MS-07グフに飛行能力を与えたバリエーション機。もともとグフは、開発段階から「重爆撃機ド・ダイYSの背に載せて行動範囲を広げる」という運用を想定されていたが、一方で機体そのものを飛行されるプランも検討されており、07Hの開発ナンバーを持つ多くのテスト機が開発されていた。その多くは、満足な性能を得られないばかりか事故を頻発する欠陥機であったが、最終形となるこのH8型に至り、脚部と腰部の熱核ジェットエンジンによって安定した飛行性能を実現。ごく少数が量産され、チベットのラサ基地にもアプサラスの護衛機として配備されていた。もっとも、さすがに航続距離や機動性は望むべくもなかったようで、MSの飛行プランは本機を最後に途絶。機動性と行動半径の拡大という命題は、MS-09ドムの熱核ホバーによる高速移動へと引き継がれた。

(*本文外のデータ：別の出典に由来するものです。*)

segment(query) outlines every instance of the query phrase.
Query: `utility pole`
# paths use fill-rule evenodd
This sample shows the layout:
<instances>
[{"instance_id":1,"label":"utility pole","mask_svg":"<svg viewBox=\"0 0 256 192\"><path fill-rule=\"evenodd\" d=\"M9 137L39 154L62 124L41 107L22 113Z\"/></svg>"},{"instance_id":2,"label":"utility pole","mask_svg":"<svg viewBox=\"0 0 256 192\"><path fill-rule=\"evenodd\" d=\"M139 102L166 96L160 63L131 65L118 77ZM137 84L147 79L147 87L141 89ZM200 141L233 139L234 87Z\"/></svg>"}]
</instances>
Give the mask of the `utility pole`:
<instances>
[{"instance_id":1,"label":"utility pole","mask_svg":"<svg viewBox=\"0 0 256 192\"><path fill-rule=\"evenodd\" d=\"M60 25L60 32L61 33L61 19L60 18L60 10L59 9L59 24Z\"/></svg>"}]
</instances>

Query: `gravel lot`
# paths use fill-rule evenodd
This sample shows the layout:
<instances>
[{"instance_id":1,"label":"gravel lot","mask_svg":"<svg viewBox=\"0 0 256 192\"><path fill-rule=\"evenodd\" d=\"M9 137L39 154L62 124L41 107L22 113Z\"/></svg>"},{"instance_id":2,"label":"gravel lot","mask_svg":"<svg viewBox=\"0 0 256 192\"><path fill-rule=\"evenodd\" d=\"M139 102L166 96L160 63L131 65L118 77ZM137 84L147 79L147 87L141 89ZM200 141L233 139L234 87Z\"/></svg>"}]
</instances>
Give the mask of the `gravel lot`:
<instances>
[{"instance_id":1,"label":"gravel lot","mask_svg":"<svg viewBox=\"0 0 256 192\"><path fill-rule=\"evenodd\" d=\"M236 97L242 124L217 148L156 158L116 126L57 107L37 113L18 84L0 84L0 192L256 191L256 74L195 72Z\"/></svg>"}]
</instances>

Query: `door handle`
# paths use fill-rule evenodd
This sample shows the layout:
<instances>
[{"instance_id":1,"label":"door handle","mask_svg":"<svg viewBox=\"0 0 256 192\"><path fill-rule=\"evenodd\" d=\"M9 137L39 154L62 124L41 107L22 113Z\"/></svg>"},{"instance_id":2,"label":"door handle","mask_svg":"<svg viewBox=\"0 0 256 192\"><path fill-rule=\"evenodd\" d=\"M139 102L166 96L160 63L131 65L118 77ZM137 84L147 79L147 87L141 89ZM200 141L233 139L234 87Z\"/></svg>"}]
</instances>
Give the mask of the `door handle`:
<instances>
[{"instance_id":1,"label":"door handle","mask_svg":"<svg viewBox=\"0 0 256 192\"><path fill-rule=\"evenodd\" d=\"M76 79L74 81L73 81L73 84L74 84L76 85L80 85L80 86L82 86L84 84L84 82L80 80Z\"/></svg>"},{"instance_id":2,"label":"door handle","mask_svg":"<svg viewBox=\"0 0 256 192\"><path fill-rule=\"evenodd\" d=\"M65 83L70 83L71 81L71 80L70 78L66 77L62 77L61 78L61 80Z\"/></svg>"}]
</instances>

ギニアスが開発スタッフに劇薬を打ってまで完成させた、アプサラスの最終型。アプサラスI、IIで懸案となっていたミノフスキー・クラフト用の電力不足を、リック・ドム3機分のジェネレーターを搭載することで解決したばかりか、ミノフスキー・クラフト自体も倍の2基に増設。大型メガ粒子砲と併用してなお、エネルギー切れが起こらないほどの高出力を実現した。さらに機体下面から3本の固定用脚部を展開することで、射撃時の姿勢も安定。大型メガ粒子砲は火力を調整することで多砲門レーザーのような使い方もできるなど、もはやアプサラスUとは別次元の機体に仕上がっている。事実ラサ基地攻防戦の最終局面では、敵MSのほとんどを瞬時に破壊したばかりか、連邦軍旗艦のビッグ・トレーも山ごと貫いて破壊。搭乗者ギニアスの狂気を、凄まじい破壊力で見せつけた。